A pre-Baptism meeting is held at 7:00 PM on the third Sunday of each month. Parents must be registered parishioners. Parents and Godparents should be practicing Catholics.
Please call Angela Atwater at 872-3349 to register.
The Sacrament of Baptism
Holy Baptism is the basis of the whole Christian life, the gateway to life in the Spirit, and the door which gives access to the other sacraments. Through Baptism we are freed from sin and reborn as sons of God; we become members of Christ, are incorporated into the Church and made sharers in her mission: "Baptism is the sacrament of regeneration through water in the word."
This sacrament is also called "the washing of regeneration and renewal by the Holy Spirit", for it signifies and actually brings about the birth of water and the Spirit without which no one "can enter the kingdom of God.
Baptism is God's most beautiful and magnificent gift....We call it gift, grace, anointing, enlightenment, garment of immortality, bath of rebirth, seal, and most precious gift. It is called gift because it is conferred on those who bring nothing of their own; grace since it is given even to the guilty; Baptism because sin is buried in the water; anointing for it is priestly and royal as are those who are anointed; enlightenment because it radiates light; clothing since it veils our shame; bath because it washes; and seal as it is our guard and the sign of God's Lordship.
Who can Receive Baptism?
Every person not yet baptized and only such a person is able to be baptized.
The Baptism of adults
Since the beginning of the Church, adult Baptism is the common practice where the proclamation of the Gospel is still new. the catechumenate (preparation for Baptism) therefore occupies an important place.

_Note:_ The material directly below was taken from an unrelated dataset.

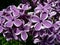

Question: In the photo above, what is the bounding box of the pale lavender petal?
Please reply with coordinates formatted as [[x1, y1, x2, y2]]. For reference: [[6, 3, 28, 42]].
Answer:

This initiation into Christian faith and life should dispose the catechumen to receive the gift of God in Baptism, Confirmation, and the Eucharist. Please see RCIA ( Rite of Christian Initiation of Adults)
The Baptism of infants
Born with a fallen human nature and tainted by original sin, children also have need of the new birth in Baptism to be freed from the power of darkness and brought into the realm of the freedom of the children of God, to which all men are called. The sheer gratuitousness of the grace of salvation is particularly manifest in infant Baptism. The Church and the parents would deny a child the priceless grace of becoming a child of God were they not to confer Baptism shortly after birth.
Christian parents will recognize that this practice also accords with their role as nurturers of the life that God has entrusted to them.
Faith and Baptism
Baptism is the sacrament of faith. But faith needs the community of believers. It is only within the faith of the Church that each of the faithful can believe. the faith required for Baptism is not a perfect and mature faith, but a beginning that is called to develop. the catechumen or the godparent is asked: "What do you ask of God's Church?" the response is: "Faith!"
For all the baptized, children or adults, faith must grow after Baptism. For this reason the Church celebrates each year at the Easter Vigil the renewal of baptismal promises. Preparation for Baptism leads only to the threshold of new life. Baptism is the source of that new life in Christ from which the entire Christian life springs forth.
For the grace of Baptism to unfold, the parents' help is important. So too is the role of the godfather and godmother, who must be firm believers, able and ready to help the newly baptized - child or adult on the road of Christian life.
All the Old Covenant prefigurations find their fulfillment in Christ Jesus. He begins his public life after having himself baptized by St. John the Baptist in the Jordan (Mt 3:13). After his resurrection Christ gives this mission to his apostles: "Go therefore and make disciples of all nations, baptizing them in the name of the Father and of the Son and of the Holy Spirit, teaching them to observe all that I have commanded you." (Mt 28:19-20), (Mk 16:15-16).
Our Lord voluntarily submitted himself to the baptism of St. John, intended for sinners, in order to "fulfill all righteousness." (Mt 3:15) Jesus' gesture is a manifestation of his self-emptying. (Phil 2:7) The Spirit who had hovered over the waters of the first creation descended then on the Christ as a prelude of the new creation, and the Father revealed Jesus as his "beloved Son." (Mt 3:16-17)
In his Passover Christ opened to all men the fountain of Baptism. He had already spoken of his Passion, which he was about to suffer in Jerusalem, as a "Baptism" with which he had to be baptized. (Mk 10:38); (Lk 12:50). The blood and water that flowed from the pierced side of the crucified Jesus are types of Baptism and the Eucharist, the sacraments of new life. (Jn 19:34); (Jn 5:6-8). From then on, it is possible "to be born of water and the Spirit" (Jn 3:5) in order to enter the Kingdom of God.